L'Office national des processus électoraux (ONPE) a proclamé, ce lundi 28 juin, l'élection de Keiko Fujimori à la présidence du Pérou. La candidate de la coalition fujimoriste a recueilli 50,13 % des voix, devançant son adversaire de centre gauche Roberto Sánchez. Ce dernier, crédité de 49,87 % des suffrages par les autorités, conteste la régularité du scrutin.
Dans une déclaration publique, le camp de Roberto Sánchez a annoncé son intention de déposer un recours auprès du Jury national des élections, afin d'obtenir une annulation partielle des résultats. Il dénonce « une fraude massive » et estime que des milliers de bulletins auraient été manipulés ou invalidés de manière illégitime. Sánchez a en outre lancé un appel à ses partisans pour qu'ils se rassemblent ce mercredi 30 juin sur la place des Armes de Lima, afin de faire pression sur les institutions électorales.

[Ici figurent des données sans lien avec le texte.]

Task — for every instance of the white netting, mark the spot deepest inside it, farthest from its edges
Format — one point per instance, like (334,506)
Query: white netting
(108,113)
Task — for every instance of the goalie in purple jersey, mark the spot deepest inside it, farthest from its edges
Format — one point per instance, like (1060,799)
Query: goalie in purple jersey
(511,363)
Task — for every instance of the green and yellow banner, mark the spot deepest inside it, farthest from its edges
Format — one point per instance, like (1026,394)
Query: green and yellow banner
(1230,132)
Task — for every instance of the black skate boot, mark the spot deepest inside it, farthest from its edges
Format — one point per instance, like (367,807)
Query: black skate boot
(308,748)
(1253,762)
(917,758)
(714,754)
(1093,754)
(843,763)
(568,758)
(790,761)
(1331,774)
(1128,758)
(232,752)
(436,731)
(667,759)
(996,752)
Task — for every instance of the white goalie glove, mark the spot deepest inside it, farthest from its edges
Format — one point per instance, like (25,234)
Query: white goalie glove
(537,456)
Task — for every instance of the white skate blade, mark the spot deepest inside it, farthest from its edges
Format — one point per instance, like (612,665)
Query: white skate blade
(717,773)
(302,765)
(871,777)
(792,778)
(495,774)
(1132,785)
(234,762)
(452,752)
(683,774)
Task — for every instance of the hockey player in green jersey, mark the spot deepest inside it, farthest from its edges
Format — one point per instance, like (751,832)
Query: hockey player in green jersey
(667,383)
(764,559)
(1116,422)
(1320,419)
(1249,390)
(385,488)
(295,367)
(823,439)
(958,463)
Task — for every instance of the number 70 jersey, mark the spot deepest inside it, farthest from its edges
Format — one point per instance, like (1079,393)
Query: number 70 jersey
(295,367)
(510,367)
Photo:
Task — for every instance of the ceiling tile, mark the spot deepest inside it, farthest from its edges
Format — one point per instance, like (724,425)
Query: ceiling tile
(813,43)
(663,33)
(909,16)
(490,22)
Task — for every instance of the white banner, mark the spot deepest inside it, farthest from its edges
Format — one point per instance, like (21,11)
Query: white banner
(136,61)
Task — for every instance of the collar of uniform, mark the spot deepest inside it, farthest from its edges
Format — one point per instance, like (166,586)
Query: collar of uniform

Une proclamation attendue malgré les contestations
Le processus de proclamation officielle, initialement prévu le 19 juin après la clôture des bureaux de vote à l'étranger, avait été repoussé en raison des plaintes déposées par les deux camps. Le 21 juin, l'ONPE avait achevé le recomptage de 99,9 % des votes, confirmant la tendance en faveur de Keiko Fujimori. La candidate fujimoriste, qui s'était déjà déclarée victorieuse le 9 juin au soir du second tour, a salué ce résultat et promis une « transition pacifique ».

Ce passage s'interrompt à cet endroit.